From: Susan Aycock (SAYCOCK@starkville.k12.ms.us)
Date: Fri Jan 24 2003 - 12:09:06 EST


Please excuse if this is a repeat - I'm havingtouble with my e-mail
I teach children at an Alternative school and standards methods of pedagogy do not work with my students. A research project is usually out of the question unless I want to spent time to do it all in class.
        For the intro to the periodic table I do a "Following Directions/Scavenger Hunt" with my students. Each student is given a blank periodic table and a pack of colored pencils. I have the same periodic chart on an overhead projected onto a white board.
        We discuss the properties of the major groups, including reactivity, valence number and number of electrons in the outer shell. Individual elements are not discussed and are never placed on this chart. The students label each family right across the squares and eventually the table is color coded for metals, non metals and metalloids.
        Metalloids are discussed fairly early and are presented as a game - find the squares. I will call out the coordinates and the students will find the square and lightly color it purple. I.e. find Group 13, period 2... seemingly random squares evolve into the stair step shape of the metalloids if directions have been followed and the student has understood the concept of groups and periods.

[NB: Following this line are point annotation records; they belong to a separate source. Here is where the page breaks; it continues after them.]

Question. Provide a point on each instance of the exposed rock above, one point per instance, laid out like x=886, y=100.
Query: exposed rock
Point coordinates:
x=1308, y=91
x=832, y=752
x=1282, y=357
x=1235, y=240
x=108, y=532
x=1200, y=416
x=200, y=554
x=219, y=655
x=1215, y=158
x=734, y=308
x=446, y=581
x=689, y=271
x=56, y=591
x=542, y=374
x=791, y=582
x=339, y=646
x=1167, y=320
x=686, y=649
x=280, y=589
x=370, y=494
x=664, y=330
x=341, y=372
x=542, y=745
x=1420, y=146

        I have a cut out of the Lanthanide/ Actinide that I put on periodic chart projected on the board so that it curls out in 3 dimensions to illustrate where these elements actually fit in.
        We refer to this chart often in the coming weeks as we discuss ions, reactivity, and orbital levels. The color blocks and lack of the busyness of the elements helps get major concepts of periodicity, predicting orbital levels and ionic compound across.
        I follow this activity with the video "Sodium: A Spectacular Element" from Flinn Scientific. It is a great little video that shows the family properties of Group I elements and has wonderful footage of throwing large chunks of Na into a pond of water.